Form the differential equation of the family of circles in the first quadrant which touch the coordinate axes.

Solution:

The equation of a circle in the first quadrant with centre (a, a) and radius (a) which touches the coordinate axes is:

$(x-a)^{2}+(y-a)^{2}=a^{2}$                     ...(1)

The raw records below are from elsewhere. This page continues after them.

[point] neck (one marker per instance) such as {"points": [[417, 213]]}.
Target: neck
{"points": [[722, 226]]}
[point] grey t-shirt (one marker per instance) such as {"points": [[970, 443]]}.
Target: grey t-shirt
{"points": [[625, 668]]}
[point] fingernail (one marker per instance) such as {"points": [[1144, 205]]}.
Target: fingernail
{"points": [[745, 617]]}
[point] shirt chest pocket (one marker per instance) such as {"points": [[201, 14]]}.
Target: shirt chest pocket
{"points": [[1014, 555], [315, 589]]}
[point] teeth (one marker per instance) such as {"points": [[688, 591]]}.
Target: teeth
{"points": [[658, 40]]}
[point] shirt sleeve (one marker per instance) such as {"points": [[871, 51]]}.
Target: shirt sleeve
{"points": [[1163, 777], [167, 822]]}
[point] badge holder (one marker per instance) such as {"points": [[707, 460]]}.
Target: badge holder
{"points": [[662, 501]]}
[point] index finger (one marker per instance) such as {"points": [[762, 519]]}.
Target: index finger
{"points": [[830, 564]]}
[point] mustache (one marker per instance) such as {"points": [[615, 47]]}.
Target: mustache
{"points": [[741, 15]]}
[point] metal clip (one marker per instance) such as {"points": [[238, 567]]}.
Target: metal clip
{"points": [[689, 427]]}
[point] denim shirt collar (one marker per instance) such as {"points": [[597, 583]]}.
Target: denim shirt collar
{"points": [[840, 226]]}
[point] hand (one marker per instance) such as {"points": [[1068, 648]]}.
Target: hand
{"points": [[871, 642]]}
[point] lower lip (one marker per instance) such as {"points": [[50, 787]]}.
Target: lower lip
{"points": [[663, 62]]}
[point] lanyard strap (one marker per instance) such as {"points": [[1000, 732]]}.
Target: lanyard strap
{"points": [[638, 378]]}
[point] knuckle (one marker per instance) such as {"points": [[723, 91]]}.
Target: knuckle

Differentiating equation (1) with respect to x, we get:

$2(x-a)+2(y-a) \frac{d y}{d x}=0$

$\Rightarrow(x-a)+(y-a) y^{\prime}=0$

$\Rightarrow x-a+y y^{\prime}-a y^{\prime}=0$

$\Rightarrow x+y y^{\prime}-a\left(1+y^{\prime}\right)=0$

$\Rightarrow a=\frac{x+y y^{\prime}}{1+y^{\prime}}$

Substituting the value of a in equation (1), we get:

$\left[x-\left(\frac{x+y y^{\prime}}{1+y^{\prime}}\right)\right]^{2}+\left[y-\left(\frac{x+y y^{\prime}}{1+y^{\prime}}\right)\right]^{2}=\left(\frac{x+y y^{\prime}}{1+y^{\prime}}\right)^{2}$

$\Rightarrow\left[\frac{(x-y) y^{\prime}}{\left(1+y^{\prime}\right)}\right]^{2}+\left[\frac{y-x}{1+y^{\prime}}\right]^{2}=\left[\frac{x+y y^{\prime}}{1+y^{\prime}}\right]^{2}$

$\Rightarrow(x-y)^{2} \cdot y^{\prime 2}+(x-y)^{2}=\left(x+y y^{\prime}\right)^{2}$

$\Rightarrow(x-y)^{2}\left[1+\left(y^{\prime}\right)^{2}\right]=\left(x+y y^{\prime}\right)^{2}$

Hence, the required differential equation of the family of circles is $(x-y)^{2}\left[1+\left(y^{\prime}\right)^{2}\right]=\left(x+y y^{\prime}\right)^{2} .$